Metabolism involves transforming the energy stored in food into forms that our body can use. This is known as energy conversion. When you exercise, your body taps into energy reserves, primarily burning carbohydrates and fats.
Out of the total energy metabolized from food, our bodies typically convert only a fraction into muscular work—the rest becomes heat, helping maintain body temperature. This illustrates the principle of energy conservation, where energy neither created nor destroyed but merely changes form.

• When fat is burned, each pound equates to 3500 calories or 14,644,000 joules.
• Only 20% of this energy is harnessed for physical activity, meaning 2,928,800 joules go into energy for running.
• The majority—80%—becomes heat, used for body warmth.

Understanding these conversions enhances our grasp of how our bodies sustain exercise, using both energy and producing heat.

Heat of Vaporization

The heat of vaporization is the energy required to turn a liquid into a gas. For water, this value is quite high and is essential in regulating body temperature through sweating.
Essentially, when you exercise, your body heats up.
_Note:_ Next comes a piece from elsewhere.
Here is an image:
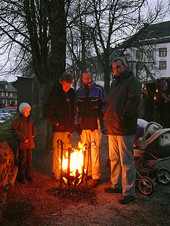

To cool down, sweat evaporates from the skin surface, carrying heat away.

• At body temperature, the heat of vaporization of water is approximately \(2.42 \times 10^6 \mathrm{J/kg}\).
• This high energy requirement means a significant amount of heat is removed as sweat evaporates, aiding in cooling.
• To remove the heat generated by burning 1 pound of fat (11,715,200 J), about 4.84 kg or liters of water must evaporate.

Recognizing the heat of vaporization explains why hydration is crucial during exercise, as adequate sweating allows efficient heat dissipation.

Caloric Burn

Caloric burn measures energy expended during physical activities. It accounts for effective energy use, primarily from fat and carbohydrate metabolism.
Running, for instance, is an intensive form of exercise promoting significant caloric burn. In our example, with a power output of 1290 watts, running for about 0.63 hours burns up the energy equivalent of 1 pound of fat.

• This translates to about 38 minutes of sustained running for an average person.
• Understanding caloric burn helps individuals plan exercise routines to achieve weight goals.
• When calculating, remember not all burned calories are visible as energy; some convert to heat!

Accurately estimating caloric burn can leverage exercise's benefits for weight management and cardiovascular health.

Exercise Physiology

Exercise physiology explores how exercise impacts bodily functions, focusing on energy use, metabolism, and fatigue. It delves into how the body optimizes its energy sources during activities like running.
In this context, energy is primarily sourced from metabolizing stored fats and carbohydrates. This is crucial in designing successful and sustainable workout routines.

• Understanding metabolic power, where 1290 watts signify substantial energy output, helps in assessing performance capabilities.
• Concepts such as metabolic rate and energy balance are explored, influencing caloric burn and weight management.
• Moreover, the physiological response to exercise—like sweating to manage heat—is part of this field.

Through exercise physiology, individuals can tailor fitness plans that enhance endurance and muscle efficiency, based on their food energy conversions and caloric needs.